Por su parte, los demócratas estaban firmemente convencidos
de que la patria estaba perdida, si esta magnífica oficialidad
no retornaba al lado de los «ignorantes marineros».
El mando del ejército y de la armada
no tardó en dividirse en dos alas: unos, intentaban mantenerse
en sus puestos plegándose a la revolución y afiliándose
al partido de los socialrevolucionarios; posteriormente, parte
de ellos, intentó incluso deslizarse en las filas del partido
bolchevique. Otros, por el contrario, adoptaban una actitud de
soberbia, intentaban oponer resistencia al nuevo orden de cosas;
pero pronto se veían metidos en algún conflicto
agudo y eran arrastrados por la avalancha de los soldados. Estas
estratificaciones son tan naturales, que en todas las revoluciones
se dan. Los oficiales intransigentes de la monarquía francesa,
aquellos que, según las palabras de uno de ellos, «lucharon
mientras pudieron», sufrían menos viendo la insubordinación
de los soldados que contemplando el servilismo de sus colegas
ante el nuevo poder. En fin de cuentas, la mayoría del
viejo mando quedó eliminada, aplastada, y sólo una
pequeña parte se reajustó y asimiló al nuevo
estado de cosas. La oficialidad compartía, en una forma
más dramática, la suerte de las clases de que se
reclutaba.
El ejército es, en general, una copia
de la sociedad a la cual sirve, con la diferencia de que da un
carácter concentrado a las relaciones sociales, llevando
sus rasgos positivos y negativos hasta su límite máximo
de expresión. Se explica perfectamente que en Rusia, la
guerra no diera ni un solo prestigio militar. El alto mando ha
sido caracterizado con suficiente elocuencia por uno de los de
su casta: «Muchas aventuras, mucha ignorancia, mucho egoísmo,
intrigas, arribismo, codicia, ineptitud y estrechez de horizontes
-dice el general Zaleski- y muy pocos conocimientos y talentos,
ningún deseo de correr riesgos o de poner en peligro la
comodidad y la salud.» Nikolai Nikolaievich, primer generalísimo,
se distinguía únicamente por su elevada estatura
y su grosería augustísima.
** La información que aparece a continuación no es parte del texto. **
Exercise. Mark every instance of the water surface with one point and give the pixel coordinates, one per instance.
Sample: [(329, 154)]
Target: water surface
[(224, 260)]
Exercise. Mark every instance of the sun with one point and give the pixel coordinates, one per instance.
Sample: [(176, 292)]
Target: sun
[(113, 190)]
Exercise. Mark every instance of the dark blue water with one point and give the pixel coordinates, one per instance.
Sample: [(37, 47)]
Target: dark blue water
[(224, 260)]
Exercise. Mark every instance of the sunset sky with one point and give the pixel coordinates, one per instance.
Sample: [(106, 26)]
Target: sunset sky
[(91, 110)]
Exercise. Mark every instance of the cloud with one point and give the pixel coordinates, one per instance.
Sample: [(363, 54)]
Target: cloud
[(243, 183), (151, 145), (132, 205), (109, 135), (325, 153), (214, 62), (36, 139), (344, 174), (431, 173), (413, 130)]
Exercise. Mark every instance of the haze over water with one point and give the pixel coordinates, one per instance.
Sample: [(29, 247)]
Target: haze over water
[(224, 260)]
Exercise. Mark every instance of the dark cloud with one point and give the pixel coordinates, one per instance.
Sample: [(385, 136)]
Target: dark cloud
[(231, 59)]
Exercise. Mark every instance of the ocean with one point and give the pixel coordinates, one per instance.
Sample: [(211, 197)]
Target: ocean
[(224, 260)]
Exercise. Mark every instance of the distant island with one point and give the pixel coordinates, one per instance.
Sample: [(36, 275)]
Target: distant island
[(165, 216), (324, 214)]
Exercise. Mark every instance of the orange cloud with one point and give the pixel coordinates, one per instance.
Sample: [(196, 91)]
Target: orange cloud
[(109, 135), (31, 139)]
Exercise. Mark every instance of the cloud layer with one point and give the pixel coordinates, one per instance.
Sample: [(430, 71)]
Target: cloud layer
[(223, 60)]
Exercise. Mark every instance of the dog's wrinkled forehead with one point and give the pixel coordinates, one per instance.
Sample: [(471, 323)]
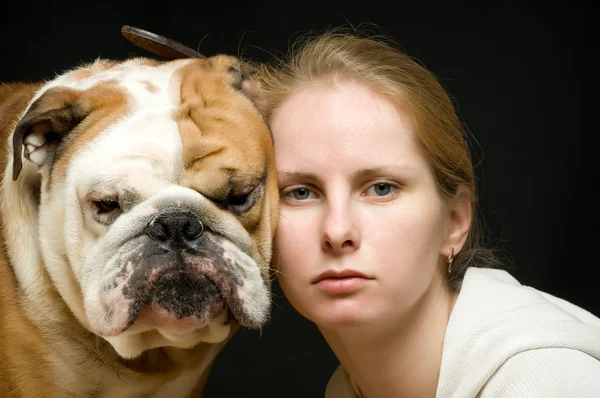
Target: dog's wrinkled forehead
[(142, 120)]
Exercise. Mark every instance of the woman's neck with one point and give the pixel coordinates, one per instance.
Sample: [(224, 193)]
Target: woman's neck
[(401, 356)]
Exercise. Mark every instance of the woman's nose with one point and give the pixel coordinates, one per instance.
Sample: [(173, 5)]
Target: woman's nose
[(340, 232)]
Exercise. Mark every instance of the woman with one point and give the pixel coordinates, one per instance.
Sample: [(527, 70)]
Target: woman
[(377, 241)]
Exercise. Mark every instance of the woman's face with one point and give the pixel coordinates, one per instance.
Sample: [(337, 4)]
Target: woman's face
[(362, 229)]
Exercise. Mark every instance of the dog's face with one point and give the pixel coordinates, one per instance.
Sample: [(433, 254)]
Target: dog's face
[(158, 199)]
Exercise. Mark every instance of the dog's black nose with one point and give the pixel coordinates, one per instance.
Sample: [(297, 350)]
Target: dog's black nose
[(175, 227)]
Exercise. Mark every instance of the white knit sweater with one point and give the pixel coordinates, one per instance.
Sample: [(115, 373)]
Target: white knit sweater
[(507, 340)]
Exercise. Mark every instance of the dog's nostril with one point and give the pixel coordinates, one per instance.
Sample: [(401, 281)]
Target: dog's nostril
[(176, 226), (193, 229)]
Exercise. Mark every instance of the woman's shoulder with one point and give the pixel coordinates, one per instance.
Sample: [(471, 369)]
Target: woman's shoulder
[(546, 372), (497, 322)]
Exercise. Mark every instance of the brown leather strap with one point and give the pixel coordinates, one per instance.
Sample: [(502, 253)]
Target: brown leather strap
[(158, 45)]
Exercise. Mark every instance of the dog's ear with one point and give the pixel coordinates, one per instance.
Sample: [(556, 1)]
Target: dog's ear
[(48, 120), (242, 79)]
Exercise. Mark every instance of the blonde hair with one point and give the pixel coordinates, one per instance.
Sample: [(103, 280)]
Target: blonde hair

El general Alexéiev,
antiguo escribiente del ejército, era una mediocridad gris,
que si sabía algo era a fuerza de aplicación; a
Kornílov, que era un jefe militar, valiente, incluso sus
devotos le consideraban como a un hombre de cortos alcances; Verjovksi,
ministro de la Guerra de Kerenski, hablando más tarde de
Kornílov, decía que era un hombre con corazón
de león y cabeza de carnero. Brusílov y el almirante
Kolchak eran sólo un poco más inteligentes que los
otros, un poquito nada más. Denikin no carecía de
carácter, pero, en lo demás, era un general completamente
ordinario que habría leído cinco o seis libros en
toda su vida. Y después venían ya los Yudenich,
los Dragomirov, o los Lukomski, que no se distinguían unos
de otros más que por saber francés o no saberlo,
por beber poco o beber mucho, pues en lo demás eran todos
unas perfectas nulidades.
Hay que decir que en el cuerpo de oficiales
hallaba cumplida representación, no sólo la Rusia
aristocrática, sino también la burguesa y la democrática.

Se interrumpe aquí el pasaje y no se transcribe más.